When doing research in foreign equities, I always use quantmod and R to get quotes. Google does not usually support CSV downloads of foreign quotes, but in most every case, Yahoo does. The "getSymbols()" function in quantmod is fully equipped for this, except for one crucial problem: foreign exchanges often use numbers rather than alphabetical identifiers for ticker symbols, especially in Asia. Examples of this are HTC in Taiwan(2498.TW), NCSoft in Korea (036570.KS), and Ping An in Hong Kong (2318.HK).

This nomenclature has obvious implications for computer languages which will generally disallow variable names that begin with numbers. In R, this is also the case, and quantmod will attempt to create a dataframe with the name of the ticker symbol. This problem took a while for me to discover, since quantmod will not give you an error when you try to retrieve the quote. For instance, let me try to retrieve Apple (AAPL):
> getSymbols("AAPL", src = "yahoo")
[1] "AAPL"

I enter the command "getSymbols()" and when R has finished downloading the data, it echos the name of the dataframe created "AAPL".  Let's try HTC (2498.TW) now:
> getSymbols("2498.tw", src = "yahoo")
[1] "2498.TW"

It would appear as though the data has been downloaded correctly, and if you have automated this process, you wouldn't know the problem.  The only way the problem will present is as a frustrating error:
> length(AAPL)
[1] 4536
> length(2498.TW)
Error: unexpected symbol in "length(2498.TW"

The fix for the problem is very simple or very difficult, depending on your situation.  The solution to the problem is to set "auto.assign=FALSE" when calling getSymbols(). This will allow you to assign the data returned to a variable name of your choice. For example:
> HTC.TW <- getSymbols("2498.TW", src = "yahoo", auto.assign=FALSE)

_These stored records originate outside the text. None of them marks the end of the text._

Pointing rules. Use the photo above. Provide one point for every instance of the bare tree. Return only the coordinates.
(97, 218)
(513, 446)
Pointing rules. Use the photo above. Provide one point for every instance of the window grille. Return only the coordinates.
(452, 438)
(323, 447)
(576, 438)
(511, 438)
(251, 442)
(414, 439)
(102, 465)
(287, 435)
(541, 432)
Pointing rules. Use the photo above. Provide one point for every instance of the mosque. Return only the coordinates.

This code will not echo like the previous examples, since you are explicitly naming the variable yourself.  As I mentioned before, the solution is either simple or complex.  If one were running a long script with many equities from different countries, the lack of errors might cause big problems.  Correcting the names on a large scale would likely rely on using regular expressions or a predefined list of alternate ticker symbols combined with the technique listed above.